Rusia juga ingin melawan persepsi di dalam dan luar negeri bahwa sanksi telah meminggirkan negara. Namun, Paggi memperingatkan: “Manfaat politik dan ekonomi dari kesepakatan ini hanya akan menjadi jelas dalam jangka panjang. Mereka berisiko sangat tinggi dan ada banyak ketidakpastian di sekitar mereka.”
Timur Tengah Rusia
Peran baru Kremlin sebagai pialang kekuasaan utama di Timur Tengah, mengesampingkan Amerika Serikat, tidak begitu rapuh, kata Dmitri Trenin, kepala wadah pemikir Carnegie Moscow Center. Rusia tidak hanya membawa pihak-pihak yang bersaing dalam konflik Suriah ke meja perundingan, tetapi juga memperkuat hubungan dengan musuh paling sengit di kawasan itu, Iran, Israel, dan Arab Saudi, yang rajanya melakukan kunjungan bersejarah ke Moskow tahun lalu.

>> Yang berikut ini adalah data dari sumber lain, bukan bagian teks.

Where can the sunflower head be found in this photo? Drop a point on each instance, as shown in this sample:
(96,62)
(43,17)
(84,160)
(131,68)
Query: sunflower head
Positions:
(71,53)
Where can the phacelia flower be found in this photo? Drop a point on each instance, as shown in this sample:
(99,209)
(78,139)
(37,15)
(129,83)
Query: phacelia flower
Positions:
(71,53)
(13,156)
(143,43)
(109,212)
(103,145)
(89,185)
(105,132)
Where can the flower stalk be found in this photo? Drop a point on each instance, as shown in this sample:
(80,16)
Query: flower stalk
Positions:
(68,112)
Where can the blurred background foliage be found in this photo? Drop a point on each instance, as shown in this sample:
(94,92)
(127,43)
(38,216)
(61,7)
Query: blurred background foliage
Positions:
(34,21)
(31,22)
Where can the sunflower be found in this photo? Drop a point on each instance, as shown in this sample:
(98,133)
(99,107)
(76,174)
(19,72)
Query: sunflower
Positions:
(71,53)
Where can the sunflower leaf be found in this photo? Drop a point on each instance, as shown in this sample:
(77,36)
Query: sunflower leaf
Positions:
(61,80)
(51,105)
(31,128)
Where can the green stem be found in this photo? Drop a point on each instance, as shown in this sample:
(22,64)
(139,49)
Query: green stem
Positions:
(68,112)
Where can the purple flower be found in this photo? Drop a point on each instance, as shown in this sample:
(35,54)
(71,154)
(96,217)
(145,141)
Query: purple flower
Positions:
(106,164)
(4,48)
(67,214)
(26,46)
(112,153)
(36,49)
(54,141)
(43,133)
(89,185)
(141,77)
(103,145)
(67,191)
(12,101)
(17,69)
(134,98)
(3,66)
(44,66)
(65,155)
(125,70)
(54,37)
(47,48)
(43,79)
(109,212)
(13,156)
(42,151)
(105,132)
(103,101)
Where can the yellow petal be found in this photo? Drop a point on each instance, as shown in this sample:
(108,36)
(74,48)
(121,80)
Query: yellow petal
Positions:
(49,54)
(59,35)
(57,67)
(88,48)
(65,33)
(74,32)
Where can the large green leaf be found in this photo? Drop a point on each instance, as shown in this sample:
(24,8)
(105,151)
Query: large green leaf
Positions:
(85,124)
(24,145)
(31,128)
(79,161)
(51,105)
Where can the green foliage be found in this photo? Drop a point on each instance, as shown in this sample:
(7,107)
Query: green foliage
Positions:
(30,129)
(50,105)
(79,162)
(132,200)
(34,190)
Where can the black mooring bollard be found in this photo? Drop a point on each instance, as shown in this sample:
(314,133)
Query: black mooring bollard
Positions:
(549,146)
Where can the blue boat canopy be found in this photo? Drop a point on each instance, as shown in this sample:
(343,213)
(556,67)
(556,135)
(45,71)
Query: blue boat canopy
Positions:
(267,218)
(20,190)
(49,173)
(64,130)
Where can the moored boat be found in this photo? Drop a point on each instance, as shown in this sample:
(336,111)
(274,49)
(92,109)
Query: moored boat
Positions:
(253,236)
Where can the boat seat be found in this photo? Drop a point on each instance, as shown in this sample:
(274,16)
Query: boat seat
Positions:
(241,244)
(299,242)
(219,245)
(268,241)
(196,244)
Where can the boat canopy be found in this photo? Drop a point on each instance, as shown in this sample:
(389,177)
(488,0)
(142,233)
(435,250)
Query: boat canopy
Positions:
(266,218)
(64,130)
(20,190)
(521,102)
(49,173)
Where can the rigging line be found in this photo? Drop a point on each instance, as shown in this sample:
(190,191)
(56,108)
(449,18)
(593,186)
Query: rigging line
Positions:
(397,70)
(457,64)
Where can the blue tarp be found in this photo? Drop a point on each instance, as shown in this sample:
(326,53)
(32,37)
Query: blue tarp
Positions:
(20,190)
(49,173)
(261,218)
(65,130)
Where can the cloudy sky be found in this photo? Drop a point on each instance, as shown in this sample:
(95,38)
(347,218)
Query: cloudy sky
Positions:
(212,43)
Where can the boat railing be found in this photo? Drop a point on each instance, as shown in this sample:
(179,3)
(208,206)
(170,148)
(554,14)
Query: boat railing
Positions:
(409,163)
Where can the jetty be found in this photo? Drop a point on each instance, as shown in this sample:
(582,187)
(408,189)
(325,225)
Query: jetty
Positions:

“Rusia tidak membuat semacam ketertiban yang harus dijunjung tinggi, seperti Amerika Serikat,” kata Trenin kepada The Moscow Times. ‘Itu memproyeksikan kepentingannya sendiri. Dan itu adalah proposisi yang sangat berbeda.’
Kecuali Rusia mengambil tujuan kebijakan yang tidak dapat dicapainya, seperti membawa Israel dan Palestina ke penyelesaian perdamaian akhir, strateginya di Timur Tengah akan berkelanjutan, kata Trenin.
Namun, dengan dukungan ISIS, Kremlin juga menghadapi kemungkinan ribuan jihadis yang telah melakukan perjalanan dari Rusia dan negara-negara Asia Tengah ke Irak dan Suriah untuk pulang.
Pada tahun 2017, st. Petersburg dilanda dua serangan teror yang diklaim oleh kelompok yang terkait dengan al-Qaeda dan ISIS. Tetapi kekhawatiran bahwa Rusia akan mengalami lebih banyak serangan sebagai akibat dari para pengungsi yang kembali – ketika mengadakan pemilihan presiden dan menjadi tuan rumah Piala Dunia – tidak berdasar, kata Trenin.
Rusia terus-menerus berada dalam bahaya plot teroris. ‘Apa yang spektakuler,’ katanya, ‘adalah betapa sedikitnya serangan teroris sejak awal intervensi Rusia di Suriah.
Pulang ke rumah
Sementara itu, jajak pendapat menunjukkan bahwa penonton tuan rumah menikmati pertunjukan tersebut. Ditanya apa yang paling mereka sukai tentang presiden mereka dalam jajak pendapat bulan Oktober oleh jajak pendapat independen Levada, mayoritas responden menunjuk pada kualitas “tegas, maskulin, dan tegas” Putin.
Runner-up adalah “kebijakan luar negeri, yang membela Rusia melawan Barat dan dihormati di seluruh dunia.” Selama masa jabatan keempat Putin, gelombang kerja Rusia di luar negeri bisa berubah, kata Frolov, analis politik. Putin akan menjadi presiden yang “lumpuh”, dan Moskow akan termakan oleh suksesi dan perencanaan transisi ke dunia pasca-Putin.
“Hal yang harus diperhatikan adalah bagaimana hal ini mempengaruhi kebijakan luar negeri Rusia,” tambahnya. “Dalam proses pengalihan kekuasaan, rezim dapat memutuskan bahwa hubungan yang lebih baik dengan Barat akan memberikan legitimasi kepemimpinan yang baru.”